Le 200 m papillon était la dernière épreuve dans laquelle McIntosh est championne olympique et/ou mondiale, mais dans laquelle elle ne détenait pas encore le record du monde. Ce record du monde appartient à la Chinoise Liu Zige depuis octobre 2009. Son temps de 2:01,81 avait été réalisé au cours d’une année historique où 66 records du monde avaient été battus, le plus grand nombre en une année.

Cette performance avait été réalisée à la fin de l’ère dite des « super combinaisons », alors que les nageurs portaient des combinaisons intégrales en polyuréthane qui leur permettaient de mieux flotter à la surface de l’eau et ainsi de nager plus rapidement.

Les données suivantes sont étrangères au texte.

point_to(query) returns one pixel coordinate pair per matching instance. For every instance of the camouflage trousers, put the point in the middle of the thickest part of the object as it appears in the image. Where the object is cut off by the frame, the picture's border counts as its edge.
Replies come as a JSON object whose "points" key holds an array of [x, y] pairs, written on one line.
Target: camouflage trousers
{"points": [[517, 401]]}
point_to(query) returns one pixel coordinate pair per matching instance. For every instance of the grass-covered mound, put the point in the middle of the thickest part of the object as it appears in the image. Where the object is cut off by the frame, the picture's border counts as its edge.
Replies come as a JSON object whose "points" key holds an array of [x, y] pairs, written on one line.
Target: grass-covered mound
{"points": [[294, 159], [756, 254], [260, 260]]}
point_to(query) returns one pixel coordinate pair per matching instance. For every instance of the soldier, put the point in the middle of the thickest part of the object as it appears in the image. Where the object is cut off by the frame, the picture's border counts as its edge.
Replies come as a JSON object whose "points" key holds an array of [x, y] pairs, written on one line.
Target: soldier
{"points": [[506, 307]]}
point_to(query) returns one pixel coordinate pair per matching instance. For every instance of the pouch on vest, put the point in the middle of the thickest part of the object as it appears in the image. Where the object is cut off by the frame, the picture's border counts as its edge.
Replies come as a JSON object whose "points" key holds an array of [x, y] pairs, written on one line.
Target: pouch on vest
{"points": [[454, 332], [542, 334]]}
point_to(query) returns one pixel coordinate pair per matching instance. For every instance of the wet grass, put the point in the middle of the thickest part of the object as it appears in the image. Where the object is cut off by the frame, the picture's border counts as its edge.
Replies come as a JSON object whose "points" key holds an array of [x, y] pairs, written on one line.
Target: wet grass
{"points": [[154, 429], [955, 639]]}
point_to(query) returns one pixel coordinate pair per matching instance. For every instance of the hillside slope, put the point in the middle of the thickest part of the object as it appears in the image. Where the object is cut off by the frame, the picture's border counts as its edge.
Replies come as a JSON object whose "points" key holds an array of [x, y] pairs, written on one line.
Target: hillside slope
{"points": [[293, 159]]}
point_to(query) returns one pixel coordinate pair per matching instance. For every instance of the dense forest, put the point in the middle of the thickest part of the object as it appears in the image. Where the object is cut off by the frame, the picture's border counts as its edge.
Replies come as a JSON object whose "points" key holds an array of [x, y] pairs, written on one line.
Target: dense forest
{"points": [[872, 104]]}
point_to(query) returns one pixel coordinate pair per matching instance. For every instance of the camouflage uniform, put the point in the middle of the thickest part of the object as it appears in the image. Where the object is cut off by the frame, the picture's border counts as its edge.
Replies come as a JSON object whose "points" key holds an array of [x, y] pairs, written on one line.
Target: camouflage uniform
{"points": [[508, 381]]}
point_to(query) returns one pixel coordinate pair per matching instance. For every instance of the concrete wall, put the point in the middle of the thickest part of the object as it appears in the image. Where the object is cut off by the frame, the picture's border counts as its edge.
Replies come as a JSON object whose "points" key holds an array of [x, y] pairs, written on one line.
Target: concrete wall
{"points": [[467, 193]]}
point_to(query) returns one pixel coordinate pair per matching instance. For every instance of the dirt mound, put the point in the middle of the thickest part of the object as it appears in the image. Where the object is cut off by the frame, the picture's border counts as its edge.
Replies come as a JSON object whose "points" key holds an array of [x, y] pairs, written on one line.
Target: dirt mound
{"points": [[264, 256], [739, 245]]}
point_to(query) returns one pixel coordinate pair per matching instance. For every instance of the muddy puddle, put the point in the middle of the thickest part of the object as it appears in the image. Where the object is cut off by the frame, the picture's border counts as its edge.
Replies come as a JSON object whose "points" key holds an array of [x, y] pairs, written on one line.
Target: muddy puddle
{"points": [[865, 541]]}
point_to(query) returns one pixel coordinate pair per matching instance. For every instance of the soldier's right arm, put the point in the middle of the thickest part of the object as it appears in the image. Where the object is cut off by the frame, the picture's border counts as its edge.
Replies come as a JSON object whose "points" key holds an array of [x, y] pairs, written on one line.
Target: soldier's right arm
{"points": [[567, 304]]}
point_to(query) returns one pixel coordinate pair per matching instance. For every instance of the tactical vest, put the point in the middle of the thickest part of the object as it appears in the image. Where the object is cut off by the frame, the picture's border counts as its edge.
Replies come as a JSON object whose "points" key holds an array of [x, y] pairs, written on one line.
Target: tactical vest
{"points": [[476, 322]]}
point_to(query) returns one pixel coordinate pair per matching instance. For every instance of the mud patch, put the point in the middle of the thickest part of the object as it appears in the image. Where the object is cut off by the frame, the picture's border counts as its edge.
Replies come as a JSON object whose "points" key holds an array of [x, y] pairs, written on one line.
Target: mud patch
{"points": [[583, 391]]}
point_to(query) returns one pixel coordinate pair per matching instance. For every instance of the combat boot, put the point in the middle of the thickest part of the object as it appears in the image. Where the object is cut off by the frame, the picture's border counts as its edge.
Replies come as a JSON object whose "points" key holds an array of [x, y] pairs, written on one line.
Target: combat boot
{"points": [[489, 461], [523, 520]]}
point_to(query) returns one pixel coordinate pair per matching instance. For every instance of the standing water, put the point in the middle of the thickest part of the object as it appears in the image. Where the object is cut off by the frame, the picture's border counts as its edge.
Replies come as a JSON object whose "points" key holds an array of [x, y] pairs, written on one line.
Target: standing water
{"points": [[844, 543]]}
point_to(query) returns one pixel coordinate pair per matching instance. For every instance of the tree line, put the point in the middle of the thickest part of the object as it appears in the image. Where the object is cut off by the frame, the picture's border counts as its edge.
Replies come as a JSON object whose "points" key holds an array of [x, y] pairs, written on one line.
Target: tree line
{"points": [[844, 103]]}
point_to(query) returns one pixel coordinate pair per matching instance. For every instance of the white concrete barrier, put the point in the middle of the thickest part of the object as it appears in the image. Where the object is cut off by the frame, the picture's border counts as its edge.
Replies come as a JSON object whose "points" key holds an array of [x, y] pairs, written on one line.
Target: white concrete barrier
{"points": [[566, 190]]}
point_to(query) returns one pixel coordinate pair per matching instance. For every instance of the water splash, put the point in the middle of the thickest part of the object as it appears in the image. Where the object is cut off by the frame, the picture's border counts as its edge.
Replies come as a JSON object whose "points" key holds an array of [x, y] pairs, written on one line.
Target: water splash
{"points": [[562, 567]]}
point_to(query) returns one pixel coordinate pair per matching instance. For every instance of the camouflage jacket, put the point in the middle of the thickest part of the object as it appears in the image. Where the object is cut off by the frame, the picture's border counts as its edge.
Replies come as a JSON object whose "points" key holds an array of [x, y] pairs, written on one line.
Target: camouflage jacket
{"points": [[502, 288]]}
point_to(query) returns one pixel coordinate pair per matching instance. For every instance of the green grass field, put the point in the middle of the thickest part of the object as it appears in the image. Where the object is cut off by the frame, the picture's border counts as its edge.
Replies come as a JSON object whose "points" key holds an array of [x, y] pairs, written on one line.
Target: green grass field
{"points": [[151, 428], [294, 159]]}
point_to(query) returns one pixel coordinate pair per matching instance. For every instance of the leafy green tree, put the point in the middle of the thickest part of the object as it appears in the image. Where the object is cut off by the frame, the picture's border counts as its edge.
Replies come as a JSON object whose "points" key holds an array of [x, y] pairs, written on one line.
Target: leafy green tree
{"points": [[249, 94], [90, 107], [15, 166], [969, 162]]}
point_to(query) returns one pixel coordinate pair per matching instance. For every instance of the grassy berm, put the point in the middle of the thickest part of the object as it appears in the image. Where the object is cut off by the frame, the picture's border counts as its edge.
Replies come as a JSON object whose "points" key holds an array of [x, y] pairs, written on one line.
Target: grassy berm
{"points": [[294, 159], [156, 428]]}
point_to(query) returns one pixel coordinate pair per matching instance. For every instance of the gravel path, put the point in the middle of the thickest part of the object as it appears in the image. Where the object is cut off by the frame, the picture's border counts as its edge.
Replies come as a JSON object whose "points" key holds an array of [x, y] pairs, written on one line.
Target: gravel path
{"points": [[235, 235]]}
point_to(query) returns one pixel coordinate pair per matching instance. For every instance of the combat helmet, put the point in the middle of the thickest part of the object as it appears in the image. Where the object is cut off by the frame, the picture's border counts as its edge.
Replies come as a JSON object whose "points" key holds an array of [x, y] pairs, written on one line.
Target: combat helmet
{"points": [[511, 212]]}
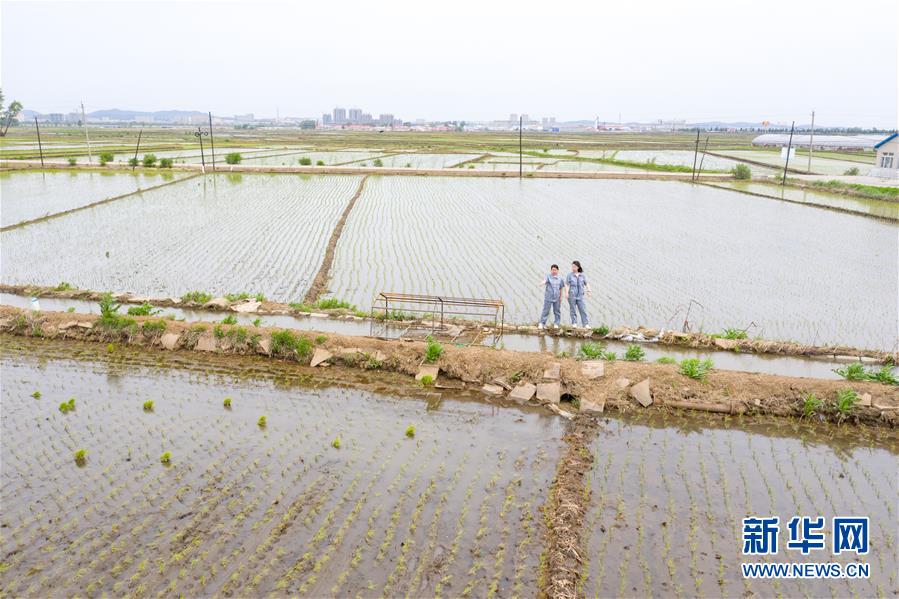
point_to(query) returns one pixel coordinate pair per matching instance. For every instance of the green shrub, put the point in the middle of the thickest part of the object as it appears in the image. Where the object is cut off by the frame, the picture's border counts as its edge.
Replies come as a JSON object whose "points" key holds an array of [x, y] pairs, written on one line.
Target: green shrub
{"points": [[601, 330], [811, 405], [196, 297], [144, 309], [695, 368], [592, 351], [741, 171], [433, 351], [852, 372], [634, 353], [845, 404], [286, 344]]}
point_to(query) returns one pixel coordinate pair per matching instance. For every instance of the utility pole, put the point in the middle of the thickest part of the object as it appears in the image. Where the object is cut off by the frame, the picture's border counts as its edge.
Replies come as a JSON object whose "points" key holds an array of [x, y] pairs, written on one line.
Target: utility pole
{"points": [[789, 147], [39, 146], [811, 142], [90, 158], [520, 168]]}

En juillet 2009, la fédération internationale de natation FINA (aujourd’hui connue sous le nom de World Aquatics) annonçait qu’à compter du 1er janvier 2010, les combinaisons non textiles seraient interdites et qu’elles ne pourraient plus couvrir le corps plus bas que les genoux.

Dans les années qui ont suivi, personne ne s’était autant rapproché du record de Liu que McIntosh. Aux Championnats du monde aquatiques de 2025, elle est devenue la seule autre nageuse de l’histoire à passer sous la barre des 2:02, affichant un temps de 2:01,99 pour remporter son troisième titre mondial au 200 m papillon.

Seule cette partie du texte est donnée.